The 2007 Shand report on rates found income-based rates systems were more equitable, but also that there is a high correlation between property value and household income, and "the Panel considers that rates-based funding of local government is not inherently inequitable." I'd almost buy the income-is-more-equitable-than-property-value argument if the market was providing more affordable housing, thus keeping house prices lower overall, and if property investors couldn't use property tax losses to avoid paying their fair share. Would an income-based system mean the rest of us subsidise them even more than we already do? At least property-based rates captures property owners regardless of tax status.
The Reverend Unasa also promised cuts, starting with the Mayor's office, and a look at the number of consultants used by the Council. The problem with this is that consultants are doing work the Council might otherwise have to employ actual human beings to do. If the work needs to be done but there are going to be 'cuts' and a limit on the hiring of consultants, then what actually gets done? Not facilities maintenance down at the Manukau Sports bowl, that's for sure.

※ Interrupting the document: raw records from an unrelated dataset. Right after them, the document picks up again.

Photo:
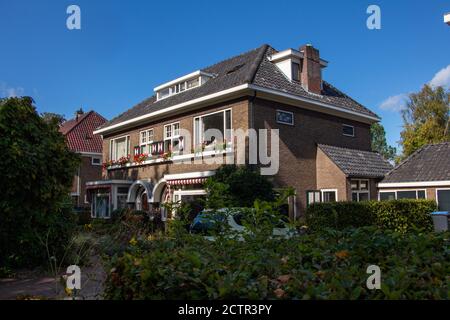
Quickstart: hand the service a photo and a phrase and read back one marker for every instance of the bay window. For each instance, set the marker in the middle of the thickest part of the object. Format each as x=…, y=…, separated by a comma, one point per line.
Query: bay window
x=218, y=121
x=402, y=194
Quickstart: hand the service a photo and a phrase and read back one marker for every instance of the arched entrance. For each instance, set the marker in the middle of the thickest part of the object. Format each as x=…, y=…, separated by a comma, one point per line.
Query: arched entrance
x=140, y=194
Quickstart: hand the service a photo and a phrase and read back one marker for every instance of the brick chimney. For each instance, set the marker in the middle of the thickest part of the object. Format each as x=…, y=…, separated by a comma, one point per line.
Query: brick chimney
x=311, y=71
x=78, y=113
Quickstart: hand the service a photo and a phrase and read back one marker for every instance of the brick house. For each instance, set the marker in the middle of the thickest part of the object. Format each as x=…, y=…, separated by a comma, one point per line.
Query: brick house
x=260, y=89
x=80, y=139
x=423, y=175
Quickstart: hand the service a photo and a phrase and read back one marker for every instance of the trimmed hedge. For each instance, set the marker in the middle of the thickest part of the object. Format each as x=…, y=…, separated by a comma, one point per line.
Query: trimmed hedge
x=324, y=265
x=399, y=215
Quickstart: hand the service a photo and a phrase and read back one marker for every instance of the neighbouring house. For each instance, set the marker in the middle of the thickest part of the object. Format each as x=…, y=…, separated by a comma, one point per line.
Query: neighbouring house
x=149, y=158
x=80, y=139
x=423, y=175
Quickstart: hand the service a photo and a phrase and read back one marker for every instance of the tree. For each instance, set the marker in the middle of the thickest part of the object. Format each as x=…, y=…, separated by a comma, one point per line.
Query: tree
x=49, y=117
x=379, y=143
x=37, y=170
x=426, y=119
x=237, y=186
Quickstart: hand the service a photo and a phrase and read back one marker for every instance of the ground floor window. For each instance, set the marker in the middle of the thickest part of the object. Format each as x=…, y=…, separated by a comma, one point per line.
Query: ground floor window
x=443, y=199
x=312, y=196
x=329, y=195
x=101, y=205
x=402, y=194
x=360, y=189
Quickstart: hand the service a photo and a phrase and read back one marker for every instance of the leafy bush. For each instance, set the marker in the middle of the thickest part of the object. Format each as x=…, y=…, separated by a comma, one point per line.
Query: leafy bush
x=399, y=215
x=325, y=265
x=237, y=186
x=37, y=170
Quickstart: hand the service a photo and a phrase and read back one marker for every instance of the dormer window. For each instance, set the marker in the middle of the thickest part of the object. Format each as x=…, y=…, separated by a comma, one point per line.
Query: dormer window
x=182, y=84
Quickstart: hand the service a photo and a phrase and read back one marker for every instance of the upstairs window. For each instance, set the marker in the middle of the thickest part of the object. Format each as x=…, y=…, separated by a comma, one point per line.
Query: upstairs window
x=184, y=83
x=285, y=117
x=348, y=130
x=96, y=161
x=220, y=121
x=146, y=139
x=119, y=147
x=295, y=71
x=173, y=142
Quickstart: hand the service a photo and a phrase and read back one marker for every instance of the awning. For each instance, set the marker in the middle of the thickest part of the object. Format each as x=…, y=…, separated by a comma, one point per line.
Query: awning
x=95, y=187
x=180, y=182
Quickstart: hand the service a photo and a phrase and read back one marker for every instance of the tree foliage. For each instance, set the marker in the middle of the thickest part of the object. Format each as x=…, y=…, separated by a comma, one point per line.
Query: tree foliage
x=426, y=119
x=37, y=172
x=237, y=186
x=50, y=117
x=379, y=143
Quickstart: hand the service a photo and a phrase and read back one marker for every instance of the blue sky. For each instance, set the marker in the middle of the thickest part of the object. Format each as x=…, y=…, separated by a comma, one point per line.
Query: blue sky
x=126, y=48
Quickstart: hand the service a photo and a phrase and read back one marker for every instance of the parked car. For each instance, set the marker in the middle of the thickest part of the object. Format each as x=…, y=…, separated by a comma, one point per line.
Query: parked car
x=209, y=222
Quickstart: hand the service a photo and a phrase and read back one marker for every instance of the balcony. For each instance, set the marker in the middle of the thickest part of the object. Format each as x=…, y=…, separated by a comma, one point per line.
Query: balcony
x=159, y=156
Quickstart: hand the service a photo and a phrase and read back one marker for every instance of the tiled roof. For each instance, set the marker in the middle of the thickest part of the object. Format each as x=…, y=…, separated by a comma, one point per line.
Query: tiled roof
x=252, y=67
x=79, y=132
x=429, y=163
x=357, y=163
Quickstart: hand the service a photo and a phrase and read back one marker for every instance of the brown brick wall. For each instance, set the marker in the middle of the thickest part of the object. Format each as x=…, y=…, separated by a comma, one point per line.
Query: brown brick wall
x=156, y=171
x=298, y=146
x=329, y=176
x=88, y=172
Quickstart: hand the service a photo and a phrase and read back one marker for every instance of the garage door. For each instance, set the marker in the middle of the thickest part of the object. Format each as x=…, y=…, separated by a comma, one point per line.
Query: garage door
x=443, y=198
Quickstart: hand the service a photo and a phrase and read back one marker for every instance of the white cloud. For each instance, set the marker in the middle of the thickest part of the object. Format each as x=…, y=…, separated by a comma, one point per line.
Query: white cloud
x=442, y=78
x=394, y=103
x=9, y=92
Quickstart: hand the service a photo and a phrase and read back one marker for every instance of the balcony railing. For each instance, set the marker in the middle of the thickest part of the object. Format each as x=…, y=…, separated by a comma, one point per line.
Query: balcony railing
x=159, y=155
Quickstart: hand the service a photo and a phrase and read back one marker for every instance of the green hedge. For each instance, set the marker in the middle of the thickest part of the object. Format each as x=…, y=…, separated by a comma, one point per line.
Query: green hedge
x=323, y=265
x=398, y=215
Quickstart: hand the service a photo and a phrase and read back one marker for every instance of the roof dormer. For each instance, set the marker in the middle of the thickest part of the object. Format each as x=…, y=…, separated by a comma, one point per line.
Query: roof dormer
x=187, y=82
x=296, y=68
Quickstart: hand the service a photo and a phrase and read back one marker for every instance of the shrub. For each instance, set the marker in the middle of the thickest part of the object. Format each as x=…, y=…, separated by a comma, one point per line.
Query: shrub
x=325, y=265
x=400, y=215
x=237, y=186
x=37, y=168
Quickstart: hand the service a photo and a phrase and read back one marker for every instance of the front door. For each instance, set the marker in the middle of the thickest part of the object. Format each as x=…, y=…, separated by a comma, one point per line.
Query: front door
x=443, y=199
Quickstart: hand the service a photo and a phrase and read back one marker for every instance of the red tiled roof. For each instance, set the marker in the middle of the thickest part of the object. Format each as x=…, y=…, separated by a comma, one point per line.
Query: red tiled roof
x=79, y=132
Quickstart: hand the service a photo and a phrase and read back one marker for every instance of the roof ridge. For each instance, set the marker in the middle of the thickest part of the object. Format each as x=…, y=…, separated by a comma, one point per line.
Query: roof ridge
x=85, y=115
x=257, y=63
x=233, y=57
x=411, y=156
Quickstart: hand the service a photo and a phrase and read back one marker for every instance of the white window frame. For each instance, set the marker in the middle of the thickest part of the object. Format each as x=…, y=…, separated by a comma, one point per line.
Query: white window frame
x=397, y=190
x=201, y=129
x=147, y=142
x=173, y=136
x=282, y=122
x=328, y=190
x=348, y=125
x=112, y=142
x=176, y=88
x=436, y=197
x=359, y=191
x=96, y=164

The deeper issue sitting under all this 'no rates rises for the elderly' is the extent to which elderly residents sitting on ever more valuable properties should be shielded from having to contribute to the wider social good, or having to pay a levy on the increased value of their properties: properties they undoubtedly obtained in a time of full employment, free university study and (often) subsidised government mortgages. Because at some point the polity, whether through central or local government, is going to decide to tax those rising property values through a capital gains or other property tax, means testing of services for the elderly or some other mechanism. Grey Power might not like it, but a property value-based rating system at least makes it look like the elderly and their accumulated wealth are contributing something to society at a time when their grandchildren are struggling to purchase even a modestly priced Auckland home.
The Radio NZ report noted a high approval rating among the audience for John Palino. Grey Power (and the rest of us) need to be very careful what they wish for.